Tajani’s plan, which also involves switching the budget cycle from seven years to five, will seek to refocus Europe’s budgetary priorities away from big landowners toward security, immigration, youth unemployment and climate change.
“If you want to change Europe, you have first of all to change the budget, and Tajani wants a Copernican revolution,” said a senior Parliament official close to the presidency.
While Tajani is able to trigger a debate within the EU, any formal proposal would have to come from the European Commission, which tends to be more resistant toward revolutionary change. Any attempt to shake up the €58 billion-per-year budget payments under the Common Agricultural Policy would also be likely to hit an impasse among member countries. Farming heavyweights such as France, Italy, Spain and Poland are hostile toward any reductions in the CAP.
Officials briefed on Tajani’s proposal say that switching to a five-year period would mean the budget would “follow the political cycle of EU institutions and have them more engaged.”
The officials defended more than halving the funds for farmers because they “account for 2 percent of EU gross domestic product and get nearly 40 percent of the budget.”
The Italian conservative’s plan will also look to reshape drastically the way EU funds are allocated to member countries.
“We have identified four priority areas for EU citizens: security, immigration, youth unemployment and climate change,” a second senior official said.
According to the plan, part of the budget should be devoted to a research fund for defense and security. More funds should be allocated to the EU border agency Frontex, policing and asylum policies, the official added.
Reaction to the revolution
Tajani has discussed the proposal with Commissioner for Budget Günther Oettinger, with Manfred Weber, who chairs the European People’s Party in Parliament, and with his Socialists & Democrats counterpart Gianni Pittella, according to officials briefed on the plan.
Pittella said that there were elements he agreed with: “We want a 5+5 cycle instead of seven years. Let’s not forget that every reform of funding is strictly in connection with Brexit, which will account for a significant loss to the EU budget.”
He was, however, more cautious on the idea of a cut for farmers, one of the most inflammatory issues in EU politics.
“With respect to the funding for the Common Agricultural Policy funds, it is procedurally up to the Commission and not the president of the Parliament,” he said.
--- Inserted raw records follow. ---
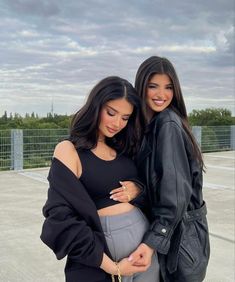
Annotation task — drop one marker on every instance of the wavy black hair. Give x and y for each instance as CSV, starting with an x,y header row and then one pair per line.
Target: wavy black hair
x,y
84,129
160,65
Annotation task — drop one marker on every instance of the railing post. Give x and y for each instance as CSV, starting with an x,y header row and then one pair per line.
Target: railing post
x,y
16,149
232,137
197,132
The Commission had no immediate comment on Tajani’s ideas.
Officials close to European Commissioner for Agriculture Phil Hogan said they were unaware of Tajani’s plan. They also said that it would be a surprise if Tajani dared be too radical considering that his cabinet chief, Diego Canga Fano, is a former senior official in the Commission’s Agriculture and Rural Development department.
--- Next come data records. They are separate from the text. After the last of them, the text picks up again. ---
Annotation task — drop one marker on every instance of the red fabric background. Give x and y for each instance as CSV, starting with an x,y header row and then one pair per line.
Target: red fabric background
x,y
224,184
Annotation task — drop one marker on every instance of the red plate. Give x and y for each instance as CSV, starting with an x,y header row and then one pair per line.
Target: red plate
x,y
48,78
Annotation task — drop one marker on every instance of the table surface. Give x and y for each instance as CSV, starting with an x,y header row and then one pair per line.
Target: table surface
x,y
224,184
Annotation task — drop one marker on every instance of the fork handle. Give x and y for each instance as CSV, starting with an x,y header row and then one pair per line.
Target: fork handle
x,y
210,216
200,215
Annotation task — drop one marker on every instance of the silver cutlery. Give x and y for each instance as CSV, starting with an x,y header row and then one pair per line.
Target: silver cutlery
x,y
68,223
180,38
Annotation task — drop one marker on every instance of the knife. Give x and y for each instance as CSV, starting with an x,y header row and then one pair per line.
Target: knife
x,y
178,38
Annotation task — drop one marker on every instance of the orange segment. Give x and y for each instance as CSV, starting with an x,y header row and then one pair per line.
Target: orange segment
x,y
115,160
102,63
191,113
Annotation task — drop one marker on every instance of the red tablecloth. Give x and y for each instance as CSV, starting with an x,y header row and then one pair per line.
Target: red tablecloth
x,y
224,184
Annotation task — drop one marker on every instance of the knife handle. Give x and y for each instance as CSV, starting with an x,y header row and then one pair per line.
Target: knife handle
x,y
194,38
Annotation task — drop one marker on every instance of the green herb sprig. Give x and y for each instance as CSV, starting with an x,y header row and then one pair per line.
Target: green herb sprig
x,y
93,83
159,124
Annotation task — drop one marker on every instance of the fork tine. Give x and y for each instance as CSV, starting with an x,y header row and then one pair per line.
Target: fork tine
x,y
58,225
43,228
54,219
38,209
Socialist lawmaker Paolo De Castro said there was a general acceptance the EU needed to “reflect on how to save money” given the focus on bolstering security and spending on migration issues.
However, he insisted this could be done through technical measures such as U.S.-style insurance schemes, co-financing and counter-cyclical spending, so that savings were made when market conditions were favorable.
Still, he acknowledged that the overall Common Agricultural Policy budget would diminish following Britain’s exit from the EU in March 2019 at the earliest.
“We know we have to pay part of the cost of Brexit,” he said.